デイ・ケアに来られる方の中には、たまに「大声を出す」、「スタッフの勧めに応じない(服薬・トイレなど)」など、スタッフを困らせるような人もいます。そんな時でも、けっして腹を立てず、「ダイジョウブ」、「ソイガヤチャ」などいいながら、まるでコドモをなだめすかすようにして、いつのまにか「必要なことだけはやってしまう」。さすが、その道のプロはちがいますね。
この「人権尊重」、「誠心誠意」という作風は、「めぐみ」系デイ・ケアの場にかぎったことではありません。千石町のデイ・サービス「まちなか」のスタッフもそうでしたし、老人ホーム「めぐみ」のスタッフも、みなさんそうです。あるいは、これが「この業界での常識」になっているのかもしれません。
デイ・ケアの場での人間関係については、ほかにもいろいろ工夫されていようです。デイ・サービス「まちなか」では、リクレーションの時間に「書道」が組みこまれ、そこで書かれた作品をあとで壁に展示していました。そのとき講師役をつとめたのが通所者のⅯさん(イズミの旧同僚。国語科教諭)でした。
「めぐみ」系デイ・ケアでも、テーブルに飾られている花は、通所者の方が自宅から持ちこんだものだそうです。壁に飾ったワッカ・リボンや花も、通所者みんなの合作によるもの。わたしも、イロガミで花づくりの作業に参加させていただきました。保育園児になったつもりで作業に熱中。けっこう楽しかったです。
7Fからの風景 6/⒑
砂町の自宅にいたころは、ほんの100㍍たらずのところで、いたち川の遊歩道に出ることができましたが、丸の内のホームからは、すこし遠すぎます。ここからは、松川が近いので、「松川散歩」ならできるはずですが、葬式につづく引っ越し、納骨法要などで時間をとられ、まだ実現できていません。
ホームは9階建て。7Fの窓からまわりをながめて、「見晴らしがよい」ともいえますが、じっさいに見えるのはビルのヤネとカベと空とクモばかり。いささか殺風景な感じです。諏訪神社の池も期待はずれでしたが、このあとは、なるべくはやく「松川散歩」に挑戦してみたいと思います。
ホームでの祭壇 6/10
砂町の自宅には仏壇がありますが、老人ホームには仏壇をおくスペースがありません。月命日にお寺さんに来ていただくことも考え、「厨子」タイプのものなど、いろいろ考えていたところ、甥のSigekiさんが、さっそく用意してくれました。台用の板に、カベ用・タナ用の板をとりつけただけですが、ホームの壁などにキズをつけず、浄土真宗の絵像だけは掛けられるように、という条件はかないました。ホトケさまには、しばらくこれでカンベンしていただくことにします。
泉家の墓に納骨 6/14
6月14日(水)、いよいよ信子の納骨法要の日をむかえました。天候のことが心配でしたが、朝からのよいお天気です。10時半から長念寺さんで法要。そのあとお骨をいただいて立山町沢端のお墓へ。俊光さん、古川さんのおはからいで、お墓のまわりは除草剤をまくなど、きれいになっていました。

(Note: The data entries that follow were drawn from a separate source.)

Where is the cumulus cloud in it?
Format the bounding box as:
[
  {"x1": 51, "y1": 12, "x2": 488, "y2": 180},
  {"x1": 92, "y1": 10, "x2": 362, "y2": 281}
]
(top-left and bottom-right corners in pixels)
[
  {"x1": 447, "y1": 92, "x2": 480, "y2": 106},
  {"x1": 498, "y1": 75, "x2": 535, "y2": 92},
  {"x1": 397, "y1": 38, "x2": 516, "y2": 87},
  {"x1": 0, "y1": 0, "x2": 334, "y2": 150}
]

お墓の中は、まず地面の下に、先祖代々のお骨が納められてあり、一段高く渡した板の上は、父・母・弟と中山叔母さんの4人分で満杯の状態。お寺さんの指示にしたがい、いちばん先に亡くなった弟の骨壺を地面におろし、空いたところへ信子のお骨を納めました。
わたしは次男で、分家ということになりますが、戦後しばらく砂町で父母と同居していました。父は、ながらく北海道で裁判所の書記や、登記所勤めをしていましたが、さいごは故郷の富山へ帰ってきました。長男のタケヨシ[長嘉]が東京にいましたが、父はせっかく帰って来た故郷を離れがたく、妹の中山テイさんといっしょに寺参りにいくなど、富山の生活を楽しんでいました。父が一人で別院へお参りしての帰り道、迷子になってしまい、信子が迎えにいったこともありました。
信子もいまごろは、お墓の中でととなり同士、むかしの思い出話などをしているかもしれません。いずれ、そのうち、わたしも仲間に入れてもらいます。